Les revenus de BlackRock provenant des conseils en investissement, des prêts de titres et des frais d'administration, son plus gros segment, ont atteint 3,9 milliards de dollars au quatrième trimestre, avec des volumes de transactions mondiaux atteignant un niveau record en 2021, dépassant les 5 000 milliards de dollars pour la première fois. Le bénéfice ajusté a augmenté de 2,5% à 1,61 milliard de dollars, ou 10,42$ par action, sur ce trimestre clos fin décembre 2021, contre 1,57 milliard de dollars un an plus tôt. Les analystes s'attendaient à un bénéfice de 10,16$ par action. Les revenus se sont améliorés de 14% pour atteindre 5,1 milliards de dollars.
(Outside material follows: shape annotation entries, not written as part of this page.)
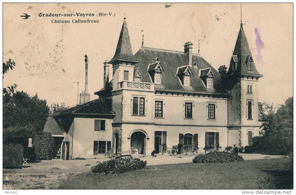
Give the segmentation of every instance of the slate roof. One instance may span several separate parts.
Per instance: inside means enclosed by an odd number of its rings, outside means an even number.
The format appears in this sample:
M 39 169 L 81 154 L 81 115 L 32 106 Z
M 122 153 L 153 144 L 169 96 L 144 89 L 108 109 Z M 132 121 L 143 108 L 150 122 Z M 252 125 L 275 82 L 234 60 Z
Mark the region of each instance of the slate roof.
M 204 70 L 200 70 L 200 76 L 206 76 L 207 75 L 207 74 L 209 73 L 209 71 L 211 69 L 211 68 L 207 68 L 206 69 L 204 69 Z
M 250 54 L 251 50 L 249 46 L 248 41 L 242 27 L 242 24 L 241 23 L 240 29 L 237 36 L 237 39 L 232 57 L 234 61 L 234 62 L 232 63 L 237 62 L 237 69 L 236 71 L 232 70 L 232 66 L 231 65 L 232 60 L 231 60 L 230 65 L 226 75 L 239 73 L 242 74 L 251 74 L 262 76 L 257 71 L 254 62 L 251 63 L 251 70 L 247 70 L 247 65 L 246 64 L 246 58 L 247 57 L 247 55 L 250 55 Z M 237 56 L 236 57 L 235 57 L 236 55 Z
M 124 19 L 117 43 L 117 46 L 116 47 L 115 54 L 108 63 L 117 60 L 137 61 L 133 54 L 126 18 L 124 18 Z
M 49 132 L 52 135 L 63 135 L 63 131 L 54 119 L 52 117 L 49 117 L 44 125 L 43 131 Z
M 56 116 L 65 114 L 90 114 L 113 115 L 112 100 L 110 99 L 98 99 L 53 114 Z
M 197 54 L 192 54 L 192 61 L 196 63 L 196 66 L 190 67 L 193 73 L 190 77 L 192 88 L 184 87 L 176 75 L 178 67 L 188 65 L 187 60 L 184 52 L 149 47 L 142 47 L 135 55 L 135 57 L 140 63 L 135 65 L 135 68 L 139 67 L 142 70 L 143 76 L 142 81 L 151 82 L 147 70 L 149 63 L 154 63 L 156 57 L 158 57 L 164 70 L 162 73 L 162 85 L 156 85 L 155 90 L 158 89 L 167 89 L 191 90 L 209 92 L 227 92 L 219 82 L 220 74 L 214 68 L 212 68 L 216 75 L 214 78 L 214 89 L 207 89 L 203 84 L 199 76 L 200 69 L 210 68 L 210 65 L 202 57 Z M 150 65 L 150 66 L 151 65 Z M 150 69 L 150 68 L 149 67 Z

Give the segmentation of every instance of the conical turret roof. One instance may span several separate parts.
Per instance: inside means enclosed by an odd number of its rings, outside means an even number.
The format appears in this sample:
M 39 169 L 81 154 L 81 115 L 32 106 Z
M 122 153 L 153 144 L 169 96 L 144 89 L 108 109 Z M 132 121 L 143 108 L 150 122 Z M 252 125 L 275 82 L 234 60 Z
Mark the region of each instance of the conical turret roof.
M 247 75 L 261 75 L 256 69 L 255 63 L 253 60 L 251 50 L 248 43 L 243 24 L 241 23 L 240 29 L 237 36 L 233 53 L 230 61 L 230 65 L 226 75 L 241 73 Z M 249 67 L 247 63 L 249 62 Z M 236 68 L 234 68 L 235 63 L 237 63 Z
M 133 56 L 131 49 L 131 45 L 130 40 L 128 31 L 126 21 L 126 18 L 122 24 L 121 31 L 120 32 L 119 38 L 117 43 L 117 47 L 114 56 L 109 63 L 117 60 L 139 62 L 139 61 Z

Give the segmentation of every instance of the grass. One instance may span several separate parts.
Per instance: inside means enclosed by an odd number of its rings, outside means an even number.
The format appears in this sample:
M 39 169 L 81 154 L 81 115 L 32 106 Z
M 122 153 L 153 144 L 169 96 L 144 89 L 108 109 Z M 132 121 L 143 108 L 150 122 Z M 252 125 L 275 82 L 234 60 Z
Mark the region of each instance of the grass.
M 289 159 L 225 163 L 183 163 L 148 166 L 122 174 L 89 172 L 71 176 L 59 188 L 93 189 L 290 189 Z

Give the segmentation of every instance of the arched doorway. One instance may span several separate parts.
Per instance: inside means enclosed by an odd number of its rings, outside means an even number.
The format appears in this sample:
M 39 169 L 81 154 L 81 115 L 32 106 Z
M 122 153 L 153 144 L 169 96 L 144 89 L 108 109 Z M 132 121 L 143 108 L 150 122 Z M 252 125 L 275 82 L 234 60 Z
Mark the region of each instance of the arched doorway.
M 146 153 L 146 135 L 141 131 L 136 131 L 131 136 L 131 147 L 137 148 L 139 154 L 145 154 Z

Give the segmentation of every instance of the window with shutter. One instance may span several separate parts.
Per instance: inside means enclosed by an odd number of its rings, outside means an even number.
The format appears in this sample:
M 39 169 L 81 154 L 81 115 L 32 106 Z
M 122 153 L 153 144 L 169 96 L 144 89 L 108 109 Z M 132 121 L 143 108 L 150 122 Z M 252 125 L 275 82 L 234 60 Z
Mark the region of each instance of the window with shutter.
M 197 133 L 193 135 L 193 151 L 197 151 L 198 146 L 198 134 Z
M 128 71 L 123 71 L 123 80 L 128 80 Z
M 216 150 L 217 151 L 219 150 L 219 132 L 216 132 L 215 133 L 215 146 L 216 147 Z
M 134 97 L 133 98 L 133 114 L 138 115 L 138 97 Z
M 163 102 L 155 101 L 155 117 L 163 117 Z
M 145 98 L 140 98 L 140 109 L 139 114 L 145 115 Z
M 101 120 L 100 121 L 100 130 L 105 131 L 106 130 L 106 121 L 104 120 Z
M 100 120 L 94 120 L 94 130 L 98 131 L 100 130 Z
M 252 119 L 252 103 L 251 101 L 248 102 L 248 119 Z
M 166 132 L 163 132 L 163 145 L 165 147 L 163 147 L 163 152 L 166 152 Z
M 208 114 L 209 119 L 215 119 L 215 104 L 209 104 L 208 105 Z
M 192 118 L 192 103 L 185 103 L 185 118 Z
M 253 132 L 249 131 L 248 132 L 248 143 L 249 146 L 252 146 L 253 145 Z
M 111 154 L 111 141 L 107 142 L 107 154 Z
M 94 141 L 94 155 L 98 154 L 98 141 Z

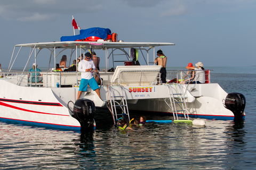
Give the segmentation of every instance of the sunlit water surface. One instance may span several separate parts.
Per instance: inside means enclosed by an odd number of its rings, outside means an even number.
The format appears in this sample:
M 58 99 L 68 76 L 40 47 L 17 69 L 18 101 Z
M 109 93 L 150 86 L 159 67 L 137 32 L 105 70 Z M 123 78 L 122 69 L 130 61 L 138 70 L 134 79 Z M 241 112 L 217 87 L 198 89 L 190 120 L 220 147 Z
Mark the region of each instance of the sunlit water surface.
M 0 122 L 0 169 L 252 169 L 256 167 L 254 68 L 212 68 L 212 82 L 227 92 L 245 95 L 244 123 L 205 120 L 204 128 L 148 123 L 124 132 L 113 126 L 107 110 L 97 111 L 96 130 L 86 133 Z M 131 117 L 138 116 L 132 113 Z

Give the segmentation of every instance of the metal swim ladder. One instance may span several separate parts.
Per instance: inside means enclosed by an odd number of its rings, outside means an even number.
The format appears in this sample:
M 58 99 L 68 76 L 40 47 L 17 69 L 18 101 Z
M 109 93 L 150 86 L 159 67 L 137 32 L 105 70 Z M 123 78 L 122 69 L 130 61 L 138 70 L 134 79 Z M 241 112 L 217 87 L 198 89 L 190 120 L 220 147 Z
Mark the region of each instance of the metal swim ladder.
M 179 120 L 178 116 L 178 112 L 183 113 L 185 118 L 189 120 L 189 117 L 188 116 L 187 104 L 185 101 L 185 97 L 184 96 L 184 92 L 182 85 L 177 83 L 172 84 L 173 85 L 174 85 L 175 88 L 175 91 L 174 91 L 174 93 L 173 93 L 172 88 L 170 84 L 164 84 L 167 86 L 168 93 L 170 96 L 169 98 L 166 98 L 164 100 L 168 107 L 169 107 L 169 108 L 172 110 L 173 118 L 174 120 L 176 120 L 176 118 L 177 120 Z M 175 97 L 174 98 L 174 97 Z M 177 99 L 175 99 L 175 98 L 177 98 Z M 171 103 L 171 106 L 168 104 L 168 102 L 169 101 Z M 176 108 L 176 104 L 177 104 L 178 106 L 181 108 L 181 110 L 177 110 Z M 174 115 L 174 114 L 175 115 Z
M 126 96 L 125 95 L 125 91 L 123 86 L 117 85 L 119 87 L 119 92 L 121 96 L 114 96 L 113 88 L 111 86 L 107 86 L 107 87 L 108 90 L 109 100 L 108 101 L 110 103 L 110 106 L 107 105 L 107 107 L 112 114 L 112 117 L 114 120 L 114 123 L 116 124 L 116 121 L 123 117 L 127 118 L 127 121 L 130 122 L 129 111 L 128 110 L 128 106 L 127 105 Z M 120 103 L 118 103 L 116 100 L 120 100 Z M 116 107 L 120 107 L 122 109 L 122 114 L 118 114 L 116 111 Z

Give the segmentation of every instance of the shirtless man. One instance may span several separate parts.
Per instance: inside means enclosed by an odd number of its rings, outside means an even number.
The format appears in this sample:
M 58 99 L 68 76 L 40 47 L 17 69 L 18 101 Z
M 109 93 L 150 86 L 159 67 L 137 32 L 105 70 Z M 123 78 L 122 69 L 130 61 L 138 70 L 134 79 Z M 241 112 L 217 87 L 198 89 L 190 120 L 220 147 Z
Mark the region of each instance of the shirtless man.
M 167 57 L 164 55 L 162 50 L 159 49 L 156 53 L 158 57 L 155 60 L 155 64 L 162 66 L 160 73 L 161 73 L 161 80 L 163 83 L 166 83 L 166 62 Z

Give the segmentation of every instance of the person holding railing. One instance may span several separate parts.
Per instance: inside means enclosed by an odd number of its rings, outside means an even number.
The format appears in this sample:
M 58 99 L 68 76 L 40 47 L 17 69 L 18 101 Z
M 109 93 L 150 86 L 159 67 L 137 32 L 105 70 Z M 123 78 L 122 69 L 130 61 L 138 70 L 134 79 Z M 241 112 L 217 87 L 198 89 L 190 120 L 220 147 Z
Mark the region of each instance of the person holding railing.
M 166 83 L 166 62 L 167 57 L 165 56 L 161 49 L 157 52 L 157 58 L 155 59 L 155 64 L 162 66 L 160 73 L 161 74 L 161 80 L 163 83 Z
M 100 74 L 99 73 L 99 71 L 100 71 L 100 57 L 96 55 L 96 53 L 94 52 L 92 52 L 92 60 L 93 60 L 93 63 L 94 63 L 95 66 L 97 69 L 95 73 L 97 73 L 98 75 L 97 76 L 97 75 L 95 74 L 94 79 L 99 84 L 99 83 L 100 83 L 100 82 L 99 81 L 99 80 L 100 80 L 99 76 L 100 76 Z
M 42 82 L 42 78 L 40 77 L 41 74 L 39 73 L 41 71 L 42 71 L 40 69 L 37 69 L 37 64 L 36 66 L 36 63 L 33 63 L 33 68 L 29 70 L 29 72 L 31 73 L 28 73 L 28 82 L 31 83 Z
M 91 60 L 91 54 L 86 53 L 84 55 L 85 58 L 79 63 L 77 70 L 81 72 L 81 81 L 77 94 L 77 99 L 80 98 L 83 91 L 87 90 L 88 84 L 93 91 L 95 91 L 99 97 L 100 97 L 100 90 L 97 82 L 93 76 L 93 71 L 96 70 L 93 61 Z
M 205 72 L 203 67 L 204 65 L 202 62 L 198 62 L 195 65 L 197 67 L 197 68 L 195 68 L 196 79 L 193 83 L 204 83 L 205 82 Z

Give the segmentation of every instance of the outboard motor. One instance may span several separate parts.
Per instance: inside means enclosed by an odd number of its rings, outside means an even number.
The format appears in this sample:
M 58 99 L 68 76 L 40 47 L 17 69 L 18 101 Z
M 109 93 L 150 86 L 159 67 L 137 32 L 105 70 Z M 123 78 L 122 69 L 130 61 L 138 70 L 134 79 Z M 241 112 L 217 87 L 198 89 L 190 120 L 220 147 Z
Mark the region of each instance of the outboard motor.
M 245 107 L 245 97 L 243 94 L 232 92 L 228 94 L 225 99 L 225 107 L 233 112 L 235 122 L 243 120 L 243 113 Z
M 93 128 L 94 122 L 95 105 L 89 99 L 78 99 L 74 104 L 73 117 L 81 125 L 81 131 Z

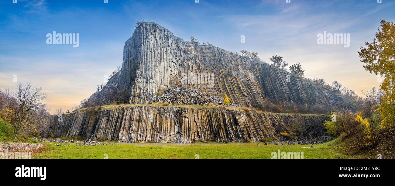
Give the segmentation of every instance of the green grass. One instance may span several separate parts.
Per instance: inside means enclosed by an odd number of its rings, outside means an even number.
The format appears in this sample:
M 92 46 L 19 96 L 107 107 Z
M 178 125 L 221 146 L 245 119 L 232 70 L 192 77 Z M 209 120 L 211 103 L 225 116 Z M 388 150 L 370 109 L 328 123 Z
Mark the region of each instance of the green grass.
M 343 158 L 355 157 L 335 152 L 331 146 L 334 141 L 315 145 L 257 145 L 256 143 L 219 143 L 209 142 L 186 144 L 159 143 L 123 143 L 114 145 L 114 143 L 106 145 L 77 146 L 57 146 L 56 143 L 46 143 L 48 149 L 37 154 L 35 158 L 103 159 L 105 154 L 109 159 L 194 159 L 198 154 L 200 159 L 270 159 L 272 152 L 303 152 L 304 159 L 335 158 L 337 156 Z
M 0 118 L 0 141 L 11 140 L 15 136 L 14 128 Z
M 0 143 L 5 142 L 39 143 L 23 134 L 15 135 L 12 126 L 0 118 Z

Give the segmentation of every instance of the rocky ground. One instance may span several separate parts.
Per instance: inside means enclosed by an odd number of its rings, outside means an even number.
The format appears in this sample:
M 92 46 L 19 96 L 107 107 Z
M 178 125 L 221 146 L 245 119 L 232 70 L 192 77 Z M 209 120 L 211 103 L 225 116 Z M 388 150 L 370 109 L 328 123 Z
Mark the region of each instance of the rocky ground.
M 278 141 L 271 142 L 268 143 L 276 145 L 295 145 L 297 143 L 299 145 L 312 145 L 314 144 L 320 144 L 326 143 L 334 138 L 330 136 L 324 136 L 303 140 L 287 139 L 282 137 L 278 137 L 277 139 Z
M 213 105 L 224 105 L 224 98 L 213 95 L 209 95 L 205 92 L 191 88 L 183 85 L 179 85 L 167 89 L 160 96 L 153 98 L 150 103 L 162 101 L 170 104 L 182 105 L 205 105 L 207 103 Z M 227 106 L 240 107 L 239 105 L 231 103 Z
M 93 145 L 105 145 L 108 143 L 103 142 L 98 142 L 96 141 L 87 140 L 85 141 L 79 141 L 72 139 L 62 139 L 59 138 L 53 138 L 47 139 L 45 138 L 34 139 L 40 142 L 52 142 L 56 143 L 56 145 L 70 145 L 70 143 L 75 143 L 77 146 L 93 146 Z

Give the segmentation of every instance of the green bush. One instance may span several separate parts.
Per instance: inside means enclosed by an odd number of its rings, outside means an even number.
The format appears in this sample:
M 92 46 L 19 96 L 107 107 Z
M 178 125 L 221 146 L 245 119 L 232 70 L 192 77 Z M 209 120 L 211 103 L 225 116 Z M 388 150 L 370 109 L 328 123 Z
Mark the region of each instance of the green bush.
M 260 142 L 264 142 L 265 141 L 266 142 L 272 142 L 274 141 L 274 140 L 271 137 L 265 137 L 259 139 L 259 141 Z
M 4 140 L 13 138 L 14 128 L 0 118 L 0 138 Z

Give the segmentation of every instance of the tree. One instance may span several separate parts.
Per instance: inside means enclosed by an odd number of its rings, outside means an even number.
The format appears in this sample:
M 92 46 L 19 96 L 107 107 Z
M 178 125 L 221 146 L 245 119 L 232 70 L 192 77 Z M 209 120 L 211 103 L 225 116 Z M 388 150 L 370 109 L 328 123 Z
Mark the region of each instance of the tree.
M 199 40 L 195 39 L 195 38 L 192 36 L 191 36 L 191 43 L 195 46 L 199 45 Z
M 303 75 L 305 74 L 305 70 L 302 68 L 302 65 L 297 63 L 293 64 L 290 67 L 290 71 L 291 73 L 297 75 L 299 77 L 303 77 Z
M 359 128 L 359 123 L 356 121 L 356 115 L 350 110 L 341 110 L 332 113 L 336 117 L 335 121 L 325 121 L 327 133 L 335 135 L 343 133 L 346 137 L 355 134 Z
M 291 124 L 290 133 L 295 135 L 297 140 L 299 140 L 302 135 L 306 131 L 306 127 L 302 123 L 302 120 L 299 119 Z
M 248 54 L 248 51 L 247 51 L 247 50 L 241 50 L 240 51 L 240 53 L 241 53 L 241 56 L 246 57 Z
M 335 91 L 340 92 L 340 88 L 342 88 L 342 84 L 339 83 L 337 81 L 335 81 L 332 83 L 332 89 Z
M 224 103 L 225 105 L 229 105 L 230 103 L 230 99 L 226 94 L 225 94 L 225 97 L 224 98 Z
M 270 59 L 272 62 L 272 65 L 273 66 L 284 70 L 287 70 L 285 69 L 288 66 L 288 63 L 282 60 L 282 57 L 277 56 L 276 55 L 272 56 Z
M 56 115 L 62 114 L 63 113 L 63 109 L 62 109 L 62 108 L 60 108 L 59 109 L 56 109 L 56 111 L 55 112 L 55 113 L 56 114 Z
M 0 116 L 13 127 L 15 132 L 34 132 L 41 121 L 41 115 L 47 113 L 48 107 L 41 102 L 47 94 L 41 87 L 30 83 L 19 83 L 16 90 L 5 94 L 5 109 Z
M 372 43 L 366 42 L 366 47 L 358 52 L 363 66 L 370 73 L 374 73 L 384 79 L 380 88 L 385 92 L 382 103 L 378 108 L 382 118 L 383 127 L 395 126 L 395 24 L 380 20 Z
M 371 145 L 376 144 L 376 136 L 378 128 L 381 123 L 381 118 L 376 110 L 379 107 L 377 100 L 378 91 L 374 87 L 366 93 L 362 94 L 366 96 L 361 107 L 358 115 L 360 116 L 357 120 L 364 124 L 367 128 L 367 135 L 371 140 Z
M 213 45 L 212 44 L 211 44 L 211 43 L 209 43 L 209 42 L 207 42 L 207 43 L 203 43 L 203 45 L 205 45 L 205 46 L 208 46 L 209 47 L 214 47 L 214 45 Z

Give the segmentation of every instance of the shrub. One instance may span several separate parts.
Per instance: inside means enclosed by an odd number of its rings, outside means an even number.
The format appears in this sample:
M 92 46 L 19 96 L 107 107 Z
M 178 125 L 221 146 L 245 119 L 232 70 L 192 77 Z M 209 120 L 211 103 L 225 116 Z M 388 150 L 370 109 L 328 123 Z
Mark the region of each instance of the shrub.
M 170 106 L 170 104 L 169 103 L 165 103 L 162 104 L 162 106 L 164 107 L 168 107 Z
M 230 103 L 230 99 L 226 94 L 225 94 L 225 97 L 224 98 L 224 103 L 225 105 L 229 105 Z
M 263 138 L 259 139 L 259 141 L 260 142 L 264 142 L 265 141 L 266 142 L 271 142 L 274 141 L 274 140 L 271 137 L 264 137 Z
M 288 137 L 288 136 L 289 135 L 288 134 L 288 133 L 287 132 L 280 132 L 280 135 L 284 137 Z
M 13 138 L 15 136 L 13 128 L 0 118 L 0 137 L 6 139 Z

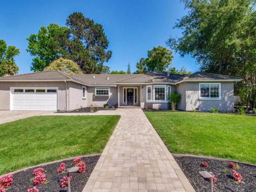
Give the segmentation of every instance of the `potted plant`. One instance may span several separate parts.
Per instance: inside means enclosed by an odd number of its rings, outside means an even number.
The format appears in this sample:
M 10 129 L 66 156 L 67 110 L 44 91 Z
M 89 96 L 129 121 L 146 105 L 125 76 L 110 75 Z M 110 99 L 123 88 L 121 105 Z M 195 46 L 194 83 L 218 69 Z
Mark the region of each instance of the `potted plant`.
M 172 107 L 172 110 L 175 111 L 176 109 L 176 105 L 181 100 L 181 96 L 176 92 L 172 92 L 169 96 L 170 100 L 170 104 Z

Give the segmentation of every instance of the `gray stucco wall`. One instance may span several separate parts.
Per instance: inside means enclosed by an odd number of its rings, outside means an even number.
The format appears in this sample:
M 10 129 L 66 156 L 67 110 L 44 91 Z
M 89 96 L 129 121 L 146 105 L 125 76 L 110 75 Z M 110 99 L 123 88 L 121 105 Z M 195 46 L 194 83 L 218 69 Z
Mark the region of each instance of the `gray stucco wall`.
M 98 107 L 102 107 L 104 104 L 107 104 L 109 106 L 115 105 L 117 103 L 116 89 L 117 87 L 110 87 L 110 96 L 96 96 L 95 88 L 100 86 L 88 87 L 86 100 L 87 106 L 93 105 Z
M 58 109 L 66 109 L 66 85 L 64 82 L 0 82 L 0 110 L 10 110 L 10 88 L 58 88 Z
M 215 107 L 220 111 L 233 111 L 234 82 L 219 82 L 221 83 L 220 99 L 202 100 L 199 99 L 199 82 L 187 82 L 186 110 L 190 111 L 198 108 L 200 111 L 209 111 L 211 107 Z
M 86 90 L 88 87 L 86 87 Z M 87 106 L 87 95 L 86 98 L 82 98 L 83 85 L 74 82 L 68 82 L 68 110 L 74 110 Z

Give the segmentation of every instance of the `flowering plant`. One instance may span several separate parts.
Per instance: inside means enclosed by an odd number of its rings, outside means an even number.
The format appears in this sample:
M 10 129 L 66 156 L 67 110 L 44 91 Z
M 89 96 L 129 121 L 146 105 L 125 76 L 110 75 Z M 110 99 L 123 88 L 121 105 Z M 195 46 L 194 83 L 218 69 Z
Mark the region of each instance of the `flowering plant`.
M 70 175 L 69 176 L 69 178 L 71 184 L 72 181 L 72 176 Z M 62 188 L 66 188 L 68 186 L 68 177 L 67 176 L 63 177 L 63 178 L 60 180 L 60 187 Z
M 39 192 L 39 190 L 35 186 L 32 188 L 30 188 L 28 190 L 27 192 Z
M 4 176 L 0 178 L 0 186 L 3 188 L 8 188 L 12 183 L 13 175 L 6 174 Z
M 40 167 L 39 168 L 35 169 L 33 171 L 33 173 L 32 174 L 33 174 L 33 175 L 38 175 L 40 173 L 42 173 L 44 170 L 44 169 Z
M 34 179 L 33 182 L 35 186 L 42 184 L 46 181 L 46 176 L 43 173 L 40 173 L 36 175 Z
M 202 161 L 202 163 L 201 163 L 201 166 L 202 167 L 208 167 L 209 166 L 209 165 L 206 161 Z
M 230 168 L 232 168 L 233 169 L 235 169 L 237 170 L 239 169 L 240 167 L 238 164 L 235 164 L 233 162 L 230 162 L 228 164 L 228 167 Z
M 78 163 L 80 163 L 82 162 L 82 160 L 81 159 L 81 158 L 79 157 L 78 157 L 74 160 L 73 161 L 73 165 L 75 166 L 77 166 L 77 164 Z
M 65 163 L 61 163 L 61 164 L 60 164 L 60 165 L 57 170 L 57 172 L 60 173 L 65 173 Z
M 77 165 L 79 167 L 79 169 L 77 171 L 78 173 L 84 173 L 85 171 L 86 164 L 84 162 L 78 163 Z
M 242 181 L 242 177 L 239 173 L 238 173 L 236 171 L 236 170 L 233 169 L 232 170 L 232 173 L 233 174 L 233 177 L 234 180 L 236 182 L 241 182 Z

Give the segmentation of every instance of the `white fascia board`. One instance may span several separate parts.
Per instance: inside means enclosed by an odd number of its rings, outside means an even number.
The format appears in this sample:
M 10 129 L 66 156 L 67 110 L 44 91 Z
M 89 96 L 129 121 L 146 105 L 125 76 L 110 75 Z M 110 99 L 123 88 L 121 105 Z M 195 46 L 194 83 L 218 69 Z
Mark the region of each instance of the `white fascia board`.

Tesla (+1,7%) entend démarrer la production initiale de son très attendu Cybertruck d'ici la fin du premier trimestre 2023, repoussant son plan de début de production à la fin de cette année, a déclaré jeudi à Reuters une personne proche du dossier. En revanche, les plans d'adoption de la monnaie virtuelle Dogecoin si chère à Elon Musk n'attendront pas ! Ainsi, le directeur général de Tesla, qui ne dort pas beaucoup, a tweeté il y a quelques instants : "Produits Tesla achetables avec Dogecoin". Sur CoinMarketCap, le "doge" s'enflamme bien évidemment de 19% après ce tweet, à plus de 0,20$. Rappelons que Musk a investi pour son fils dans cet altcoin à l'effigie du Shiba Inu, qu'on lui reproche souvent de "pumper" sans retenue.

Google (Alphabet +0,6%) a dépensé 1 milliard de dollars pour acheter un immeuble du centre de Londres où il est actuellement locataire, a annoncé ce vendredi la société, qui emploie 6 400 personnes en Grande-Bretagne et prévoit une rénovation de plusieurs millions de livres de ses bureaux dans le 'Central Saint Giles', près de Covent Garden, dans le centre de Londres. "Nous avons le privilège d'opérer au Royaume-Uni depuis près de 20 ans, et notre achat de l'immeuble de Central Saint Giles reflète notre engagement continu envers la croissance et le succès du pays", a déclaré Ruth Porat, directrice financière de la société mère de Google, Alphabet.

Meta (+1,6%). La commission de la Chambre US des représentants chargée d'enquêter sur l'assaut contre le Capitole le 6 janvier 2021 a assigné à comparaître les groupes Alphabet, Twitter, (-1,6%), Meta Platforms (Facebook) et Reddit afin de déterminer comment leurs plateformes ont été utilisées pour la diffusion de possibles 'fake news'...

Apple (+0,5%) envisagerait de reporter la commercialisation de son très attendu casque de réalité virtuelle à la fin 2022 au plus tôt, au lieu de la mi-2002 espéré par les marchés, selon des informations publiées vendredi par l'agence d'information financière 'Bloomberg'. A Wall Street, le titre Apple n'a toutefois pas été affecté négativement par cette information.

Une grande équipe appelée "Technology Development Group" serait à pied d'oeuvre pour mettre au point le casque de RV d'Apple. Mais selon des sources citées par 'Bloomberg', elle se heurterait à une série de problèmes techniques, liés à la surchauffe ainsi qu'aux caméras et aux logiciels.